2. Statistical Methods in Water Resources, (2020 edition)

This textbook contains most of the methods that were used in our Applied Environmental Statistics course, including some of the course R scripts.
It is available from the US Geological Survey in electronic form (free pdf file) and as a hardback textbook for purchase (< $25 USD).

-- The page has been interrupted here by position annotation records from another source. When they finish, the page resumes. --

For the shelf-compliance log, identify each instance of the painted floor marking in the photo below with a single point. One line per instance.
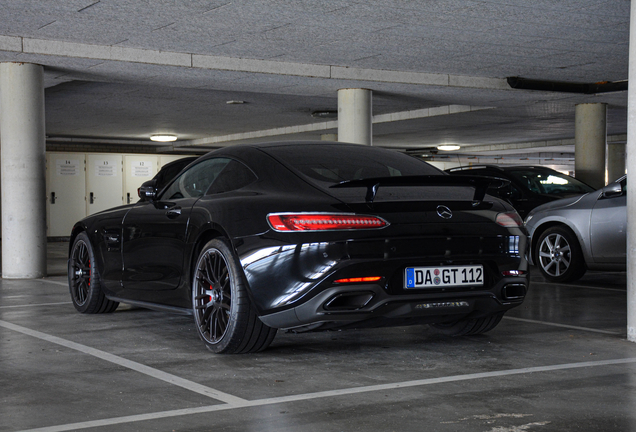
(562, 325)
(55, 282)
(35, 304)
(152, 372)
(578, 286)
(324, 394)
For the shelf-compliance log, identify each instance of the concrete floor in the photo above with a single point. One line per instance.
(558, 363)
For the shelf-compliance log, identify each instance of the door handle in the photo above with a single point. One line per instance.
(174, 212)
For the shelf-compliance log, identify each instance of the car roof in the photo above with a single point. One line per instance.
(500, 168)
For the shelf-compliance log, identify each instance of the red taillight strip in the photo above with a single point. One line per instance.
(358, 280)
(323, 221)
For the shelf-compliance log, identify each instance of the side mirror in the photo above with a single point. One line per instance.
(612, 190)
(148, 190)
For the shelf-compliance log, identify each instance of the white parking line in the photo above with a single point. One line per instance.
(35, 304)
(578, 286)
(331, 393)
(54, 282)
(155, 373)
(562, 325)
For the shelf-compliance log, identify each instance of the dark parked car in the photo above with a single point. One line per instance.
(170, 171)
(306, 236)
(530, 186)
(590, 231)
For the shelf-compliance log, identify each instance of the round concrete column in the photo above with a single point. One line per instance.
(631, 182)
(329, 137)
(590, 135)
(615, 161)
(22, 147)
(355, 116)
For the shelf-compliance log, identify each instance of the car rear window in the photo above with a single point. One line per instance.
(329, 164)
(550, 182)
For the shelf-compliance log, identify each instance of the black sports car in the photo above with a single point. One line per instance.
(306, 236)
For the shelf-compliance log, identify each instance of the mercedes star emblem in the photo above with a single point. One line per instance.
(444, 212)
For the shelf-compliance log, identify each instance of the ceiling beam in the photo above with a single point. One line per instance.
(66, 49)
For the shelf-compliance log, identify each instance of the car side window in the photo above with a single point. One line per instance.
(195, 181)
(234, 176)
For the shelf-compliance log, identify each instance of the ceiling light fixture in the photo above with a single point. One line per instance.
(325, 114)
(163, 138)
(448, 147)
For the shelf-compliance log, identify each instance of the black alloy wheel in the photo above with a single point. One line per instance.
(225, 319)
(83, 279)
(559, 255)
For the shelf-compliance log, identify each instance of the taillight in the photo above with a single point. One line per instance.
(359, 280)
(509, 220)
(513, 272)
(323, 221)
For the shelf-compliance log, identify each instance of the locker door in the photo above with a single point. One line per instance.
(65, 191)
(164, 159)
(104, 182)
(137, 169)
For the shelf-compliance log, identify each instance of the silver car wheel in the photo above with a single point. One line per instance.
(555, 255)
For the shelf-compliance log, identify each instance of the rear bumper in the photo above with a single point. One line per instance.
(362, 305)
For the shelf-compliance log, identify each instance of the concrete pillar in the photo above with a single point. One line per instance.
(590, 136)
(355, 116)
(329, 137)
(631, 181)
(615, 160)
(22, 147)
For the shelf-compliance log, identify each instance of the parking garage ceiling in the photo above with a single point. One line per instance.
(120, 71)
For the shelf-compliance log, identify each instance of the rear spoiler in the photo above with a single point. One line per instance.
(373, 184)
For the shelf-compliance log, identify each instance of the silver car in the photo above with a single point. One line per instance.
(572, 235)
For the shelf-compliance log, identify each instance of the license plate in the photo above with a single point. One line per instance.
(447, 276)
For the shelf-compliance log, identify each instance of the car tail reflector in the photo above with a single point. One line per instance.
(359, 280)
(513, 273)
(323, 222)
(509, 220)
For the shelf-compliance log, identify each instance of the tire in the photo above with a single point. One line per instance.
(224, 317)
(83, 279)
(467, 327)
(558, 255)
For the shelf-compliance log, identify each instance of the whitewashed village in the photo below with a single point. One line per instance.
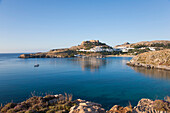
(123, 49)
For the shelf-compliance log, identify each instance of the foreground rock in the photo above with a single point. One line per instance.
(86, 107)
(63, 104)
(149, 106)
(154, 59)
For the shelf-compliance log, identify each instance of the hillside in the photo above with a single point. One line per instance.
(154, 59)
(156, 43)
(69, 52)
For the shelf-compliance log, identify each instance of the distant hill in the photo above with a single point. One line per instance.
(68, 52)
(156, 43)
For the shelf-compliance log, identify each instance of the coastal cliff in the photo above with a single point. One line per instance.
(64, 104)
(69, 52)
(155, 43)
(154, 59)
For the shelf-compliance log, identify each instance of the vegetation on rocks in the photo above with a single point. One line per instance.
(155, 59)
(64, 104)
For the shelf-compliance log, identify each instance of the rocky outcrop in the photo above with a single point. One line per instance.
(155, 59)
(149, 106)
(146, 43)
(86, 107)
(64, 104)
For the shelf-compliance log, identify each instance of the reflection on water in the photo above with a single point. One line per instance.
(154, 73)
(90, 63)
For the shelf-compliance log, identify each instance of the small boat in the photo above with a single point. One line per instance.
(36, 65)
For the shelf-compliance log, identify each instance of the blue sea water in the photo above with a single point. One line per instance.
(107, 81)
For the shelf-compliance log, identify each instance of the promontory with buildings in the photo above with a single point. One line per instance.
(95, 48)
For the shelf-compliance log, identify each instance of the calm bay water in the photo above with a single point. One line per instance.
(107, 81)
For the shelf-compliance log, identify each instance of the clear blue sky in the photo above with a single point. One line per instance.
(40, 25)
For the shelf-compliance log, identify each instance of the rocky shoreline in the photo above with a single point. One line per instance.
(148, 66)
(64, 104)
(152, 60)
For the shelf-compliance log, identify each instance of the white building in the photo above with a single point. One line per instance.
(97, 49)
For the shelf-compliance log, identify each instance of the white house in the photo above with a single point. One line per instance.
(97, 49)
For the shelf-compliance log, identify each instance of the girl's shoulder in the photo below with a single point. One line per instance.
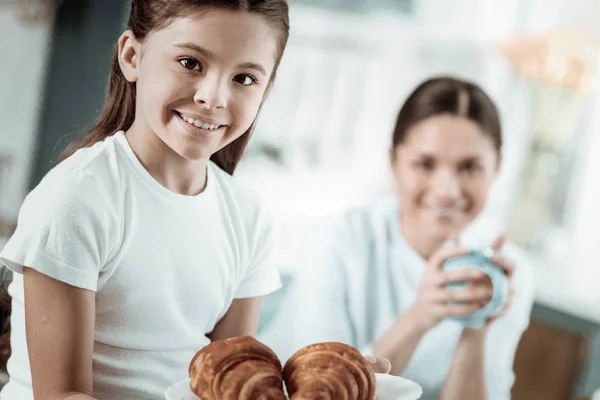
(80, 185)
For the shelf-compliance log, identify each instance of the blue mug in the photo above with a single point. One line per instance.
(480, 259)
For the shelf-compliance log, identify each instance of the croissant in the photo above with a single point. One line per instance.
(239, 368)
(329, 371)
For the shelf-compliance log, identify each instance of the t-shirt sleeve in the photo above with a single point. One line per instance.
(64, 230)
(262, 275)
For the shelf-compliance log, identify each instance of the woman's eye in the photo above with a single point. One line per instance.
(191, 64)
(244, 79)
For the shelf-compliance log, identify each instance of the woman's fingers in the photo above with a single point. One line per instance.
(458, 309)
(507, 266)
(458, 275)
(379, 365)
(467, 295)
(445, 253)
(498, 243)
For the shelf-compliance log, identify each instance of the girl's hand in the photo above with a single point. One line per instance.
(434, 301)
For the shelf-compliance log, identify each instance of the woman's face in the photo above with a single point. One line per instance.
(443, 172)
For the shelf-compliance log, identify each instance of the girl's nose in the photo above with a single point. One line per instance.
(211, 92)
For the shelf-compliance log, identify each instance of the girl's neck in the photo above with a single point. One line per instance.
(421, 241)
(166, 166)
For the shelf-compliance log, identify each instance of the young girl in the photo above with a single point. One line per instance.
(139, 248)
(373, 278)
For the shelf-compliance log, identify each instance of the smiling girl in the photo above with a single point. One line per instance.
(139, 248)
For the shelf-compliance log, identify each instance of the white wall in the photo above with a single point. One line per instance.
(340, 86)
(23, 55)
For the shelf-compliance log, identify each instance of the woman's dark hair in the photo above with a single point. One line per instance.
(449, 95)
(148, 16)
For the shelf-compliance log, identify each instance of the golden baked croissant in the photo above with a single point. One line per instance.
(239, 368)
(329, 371)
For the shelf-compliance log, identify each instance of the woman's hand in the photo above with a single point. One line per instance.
(508, 267)
(435, 301)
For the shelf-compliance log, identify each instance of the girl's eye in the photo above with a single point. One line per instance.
(244, 79)
(471, 168)
(191, 64)
(425, 165)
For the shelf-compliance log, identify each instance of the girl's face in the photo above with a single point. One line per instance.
(443, 172)
(201, 80)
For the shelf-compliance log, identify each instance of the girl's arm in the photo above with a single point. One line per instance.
(240, 320)
(59, 321)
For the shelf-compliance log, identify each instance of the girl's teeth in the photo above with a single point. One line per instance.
(199, 124)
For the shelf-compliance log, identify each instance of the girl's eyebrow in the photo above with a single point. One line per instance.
(209, 55)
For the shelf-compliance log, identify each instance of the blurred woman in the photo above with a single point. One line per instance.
(372, 278)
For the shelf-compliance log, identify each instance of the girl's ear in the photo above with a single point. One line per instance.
(129, 55)
(268, 90)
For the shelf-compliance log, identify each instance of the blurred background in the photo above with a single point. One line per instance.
(321, 143)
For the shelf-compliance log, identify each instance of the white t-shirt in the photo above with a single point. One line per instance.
(165, 267)
(358, 274)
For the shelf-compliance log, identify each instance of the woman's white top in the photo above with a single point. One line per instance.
(165, 267)
(358, 274)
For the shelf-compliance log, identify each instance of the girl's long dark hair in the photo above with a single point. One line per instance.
(147, 16)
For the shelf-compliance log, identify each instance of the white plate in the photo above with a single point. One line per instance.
(388, 388)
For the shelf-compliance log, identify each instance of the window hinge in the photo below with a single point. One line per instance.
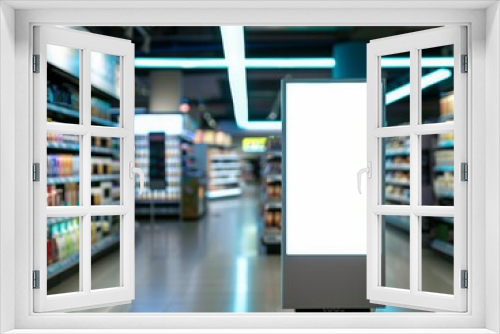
(36, 172)
(36, 279)
(464, 171)
(465, 64)
(465, 279)
(36, 63)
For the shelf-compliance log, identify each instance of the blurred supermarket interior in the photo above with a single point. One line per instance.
(208, 225)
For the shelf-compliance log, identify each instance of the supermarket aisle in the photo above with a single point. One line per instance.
(437, 270)
(215, 265)
(218, 264)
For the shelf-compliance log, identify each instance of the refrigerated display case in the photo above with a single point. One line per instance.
(271, 192)
(64, 163)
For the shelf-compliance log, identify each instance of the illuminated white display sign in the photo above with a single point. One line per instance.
(325, 147)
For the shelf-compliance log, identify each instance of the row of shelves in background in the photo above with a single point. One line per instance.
(76, 179)
(406, 167)
(76, 147)
(76, 114)
(74, 259)
(224, 172)
(403, 223)
(271, 193)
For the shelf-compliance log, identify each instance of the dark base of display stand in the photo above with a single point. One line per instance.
(273, 249)
(56, 280)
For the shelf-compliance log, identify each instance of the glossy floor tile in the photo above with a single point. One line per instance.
(218, 264)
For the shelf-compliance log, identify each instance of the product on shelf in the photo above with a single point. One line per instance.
(63, 239)
(447, 104)
(272, 191)
(274, 144)
(397, 173)
(224, 170)
(173, 169)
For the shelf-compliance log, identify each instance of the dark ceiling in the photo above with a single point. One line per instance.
(211, 87)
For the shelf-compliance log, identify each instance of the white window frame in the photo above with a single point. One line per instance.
(414, 43)
(85, 43)
(483, 314)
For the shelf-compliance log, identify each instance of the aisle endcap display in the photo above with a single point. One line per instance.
(224, 164)
(272, 192)
(63, 162)
(439, 231)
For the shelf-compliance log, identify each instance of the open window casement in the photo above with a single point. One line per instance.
(80, 146)
(408, 104)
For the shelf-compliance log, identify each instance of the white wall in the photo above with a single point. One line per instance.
(7, 160)
(492, 163)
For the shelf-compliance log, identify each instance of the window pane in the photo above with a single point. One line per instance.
(105, 97)
(63, 169)
(396, 170)
(395, 252)
(438, 169)
(63, 255)
(396, 90)
(437, 84)
(105, 162)
(437, 254)
(105, 238)
(63, 84)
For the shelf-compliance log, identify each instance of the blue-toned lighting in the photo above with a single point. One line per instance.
(240, 303)
(277, 63)
(233, 41)
(426, 81)
(220, 63)
(427, 62)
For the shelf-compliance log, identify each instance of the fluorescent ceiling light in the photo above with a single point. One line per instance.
(276, 63)
(426, 81)
(427, 62)
(233, 42)
(220, 63)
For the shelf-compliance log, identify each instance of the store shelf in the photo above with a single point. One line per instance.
(274, 154)
(447, 220)
(71, 261)
(76, 114)
(446, 144)
(399, 222)
(223, 181)
(158, 201)
(273, 205)
(397, 182)
(234, 172)
(73, 179)
(445, 194)
(397, 167)
(105, 150)
(442, 246)
(76, 147)
(219, 193)
(72, 78)
(397, 151)
(397, 199)
(157, 211)
(444, 168)
(271, 236)
(225, 165)
(274, 178)
(57, 220)
(63, 146)
(447, 117)
(224, 157)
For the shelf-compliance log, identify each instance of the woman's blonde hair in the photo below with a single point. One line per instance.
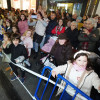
(27, 31)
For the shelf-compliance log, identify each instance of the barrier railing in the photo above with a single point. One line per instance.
(49, 81)
(78, 91)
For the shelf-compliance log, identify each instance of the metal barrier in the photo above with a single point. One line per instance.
(59, 77)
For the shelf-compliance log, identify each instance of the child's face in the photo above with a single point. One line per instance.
(8, 24)
(28, 34)
(4, 24)
(62, 41)
(81, 61)
(6, 38)
(22, 17)
(60, 22)
(16, 42)
(14, 29)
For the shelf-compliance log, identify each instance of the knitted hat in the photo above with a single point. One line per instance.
(79, 18)
(62, 36)
(81, 51)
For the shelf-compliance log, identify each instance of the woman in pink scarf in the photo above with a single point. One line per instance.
(22, 24)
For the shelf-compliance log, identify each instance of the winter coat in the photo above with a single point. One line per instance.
(91, 39)
(61, 53)
(51, 26)
(27, 41)
(23, 26)
(87, 80)
(16, 51)
(4, 58)
(72, 36)
(40, 26)
(57, 31)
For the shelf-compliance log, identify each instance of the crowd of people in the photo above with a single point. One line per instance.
(22, 33)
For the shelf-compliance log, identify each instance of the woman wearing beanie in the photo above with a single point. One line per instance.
(62, 50)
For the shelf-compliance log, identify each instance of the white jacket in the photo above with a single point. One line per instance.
(89, 79)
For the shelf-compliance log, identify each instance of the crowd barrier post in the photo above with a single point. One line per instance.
(58, 77)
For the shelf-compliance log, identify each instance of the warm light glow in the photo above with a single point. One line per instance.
(33, 4)
(62, 5)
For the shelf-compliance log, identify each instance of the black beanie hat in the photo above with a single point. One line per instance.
(62, 36)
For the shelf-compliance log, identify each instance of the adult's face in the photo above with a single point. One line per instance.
(89, 25)
(53, 16)
(60, 22)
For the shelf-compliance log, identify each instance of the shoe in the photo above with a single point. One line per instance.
(8, 68)
(13, 78)
(22, 80)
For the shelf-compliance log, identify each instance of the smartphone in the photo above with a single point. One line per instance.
(34, 16)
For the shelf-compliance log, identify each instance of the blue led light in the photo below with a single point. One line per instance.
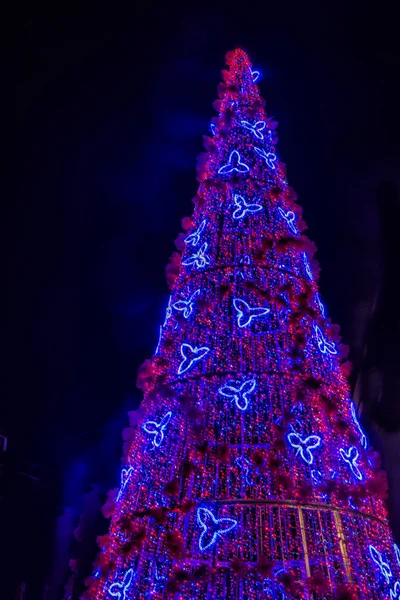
(212, 528)
(157, 429)
(290, 218)
(243, 207)
(255, 129)
(397, 553)
(194, 237)
(239, 393)
(190, 356)
(186, 306)
(378, 560)
(245, 313)
(304, 445)
(245, 466)
(323, 344)
(233, 164)
(269, 157)
(363, 440)
(199, 259)
(119, 590)
(350, 457)
(125, 474)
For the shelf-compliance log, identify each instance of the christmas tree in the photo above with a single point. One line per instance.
(246, 473)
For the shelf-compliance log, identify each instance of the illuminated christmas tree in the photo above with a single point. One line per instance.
(246, 472)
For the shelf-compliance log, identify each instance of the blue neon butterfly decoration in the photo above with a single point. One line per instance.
(119, 590)
(157, 430)
(243, 207)
(378, 560)
(269, 157)
(239, 393)
(194, 237)
(290, 218)
(125, 474)
(245, 313)
(304, 445)
(199, 258)
(234, 164)
(255, 129)
(350, 456)
(186, 306)
(191, 355)
(212, 528)
(323, 344)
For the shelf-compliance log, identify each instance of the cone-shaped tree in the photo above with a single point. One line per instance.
(246, 473)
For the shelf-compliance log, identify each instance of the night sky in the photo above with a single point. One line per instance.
(111, 107)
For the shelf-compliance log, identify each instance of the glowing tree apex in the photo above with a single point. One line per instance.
(246, 472)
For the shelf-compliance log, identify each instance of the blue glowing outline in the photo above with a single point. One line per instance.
(269, 157)
(378, 560)
(363, 441)
(307, 266)
(237, 393)
(245, 465)
(321, 306)
(289, 217)
(397, 553)
(200, 520)
(198, 258)
(244, 207)
(194, 238)
(120, 594)
(350, 457)
(125, 474)
(246, 313)
(323, 344)
(255, 129)
(304, 445)
(234, 158)
(186, 306)
(188, 362)
(158, 429)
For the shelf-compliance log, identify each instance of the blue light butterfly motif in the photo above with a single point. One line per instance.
(233, 164)
(323, 344)
(125, 474)
(397, 553)
(186, 306)
(304, 445)
(378, 560)
(269, 157)
(245, 467)
(243, 207)
(363, 440)
(157, 430)
(119, 590)
(290, 218)
(194, 237)
(246, 313)
(255, 129)
(190, 356)
(239, 393)
(321, 306)
(212, 528)
(307, 265)
(350, 457)
(395, 592)
(199, 258)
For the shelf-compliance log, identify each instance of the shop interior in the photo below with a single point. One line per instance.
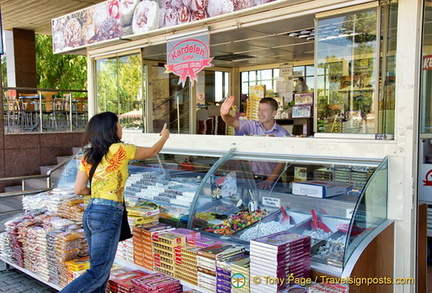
(342, 68)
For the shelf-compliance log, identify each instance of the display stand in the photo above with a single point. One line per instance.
(126, 264)
(186, 286)
(29, 273)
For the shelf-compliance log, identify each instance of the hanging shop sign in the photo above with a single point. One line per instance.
(188, 56)
(115, 19)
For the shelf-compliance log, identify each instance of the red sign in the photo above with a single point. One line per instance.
(188, 56)
(427, 62)
(428, 179)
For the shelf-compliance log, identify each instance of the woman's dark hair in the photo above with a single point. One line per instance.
(272, 102)
(101, 133)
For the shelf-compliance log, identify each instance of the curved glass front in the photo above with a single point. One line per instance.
(371, 209)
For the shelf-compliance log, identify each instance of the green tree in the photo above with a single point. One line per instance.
(55, 71)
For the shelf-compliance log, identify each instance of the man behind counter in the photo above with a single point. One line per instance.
(266, 125)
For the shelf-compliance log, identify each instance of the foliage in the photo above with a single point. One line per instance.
(54, 71)
(120, 84)
(4, 70)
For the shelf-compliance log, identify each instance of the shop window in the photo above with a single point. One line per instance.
(348, 74)
(265, 77)
(426, 75)
(119, 89)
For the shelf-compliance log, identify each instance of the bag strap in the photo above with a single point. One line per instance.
(92, 170)
(91, 173)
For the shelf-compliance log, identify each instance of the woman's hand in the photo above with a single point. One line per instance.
(227, 105)
(165, 132)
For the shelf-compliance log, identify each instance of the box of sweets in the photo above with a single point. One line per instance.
(219, 251)
(285, 255)
(280, 242)
(279, 266)
(191, 236)
(318, 188)
(168, 239)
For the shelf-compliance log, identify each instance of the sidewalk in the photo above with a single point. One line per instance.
(15, 281)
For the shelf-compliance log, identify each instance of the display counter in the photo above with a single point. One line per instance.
(340, 203)
(221, 195)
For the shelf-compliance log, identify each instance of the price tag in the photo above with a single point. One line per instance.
(271, 201)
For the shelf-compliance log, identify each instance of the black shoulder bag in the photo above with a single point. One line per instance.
(125, 232)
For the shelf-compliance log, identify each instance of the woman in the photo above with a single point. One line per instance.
(103, 215)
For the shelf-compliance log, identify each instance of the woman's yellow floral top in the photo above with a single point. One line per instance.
(110, 177)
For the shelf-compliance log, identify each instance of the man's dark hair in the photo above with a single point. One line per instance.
(272, 102)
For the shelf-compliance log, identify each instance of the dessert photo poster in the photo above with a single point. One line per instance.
(114, 19)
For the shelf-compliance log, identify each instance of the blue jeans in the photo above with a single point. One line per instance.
(102, 224)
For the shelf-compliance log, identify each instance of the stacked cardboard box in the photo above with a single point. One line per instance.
(165, 246)
(185, 266)
(223, 273)
(206, 262)
(240, 270)
(143, 244)
(276, 257)
(77, 267)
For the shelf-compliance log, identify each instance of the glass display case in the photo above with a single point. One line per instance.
(337, 202)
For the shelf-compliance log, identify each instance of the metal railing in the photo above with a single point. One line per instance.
(23, 180)
(42, 110)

Water resources data tend to have many variables with a lower bound of zero, tend to be more skewed than data from many other disciplines, commonly contain censored data (less than values), and assumptions that the data are normally distributed are not appropriate. Computer-intensive methods (bootstrapping and permutation tests) now improve upon and replace the dependence on t-intervals, t-tests, and analysis of variance. A new chapter gives you principles to determine “How many observations do I need?” The chapter also presents distribution-free methods to help plan sampling efforts. The trends chapter has been updated to include the WRTDS (Weighted Regressions on Time, Discharge, and Season) method for analysis of water-quality data. This new version contains updated graphics and updated guidance on the use of statistical techniques. The text utilizes R, a programming language and open-source software environment, for all exercises and most graphics, and the R code used to generate figures and examples is provided for download.

Reference as:
Helsel, D.R., Hirsch, R.M., Ryberg, K.R., Archfield, S.A., and Gilroy, E.J., 2020, Statistical Methods in Water Resources: U.S. Geological Survey Techniques and Methods, book 4, chapter A3, 458 p.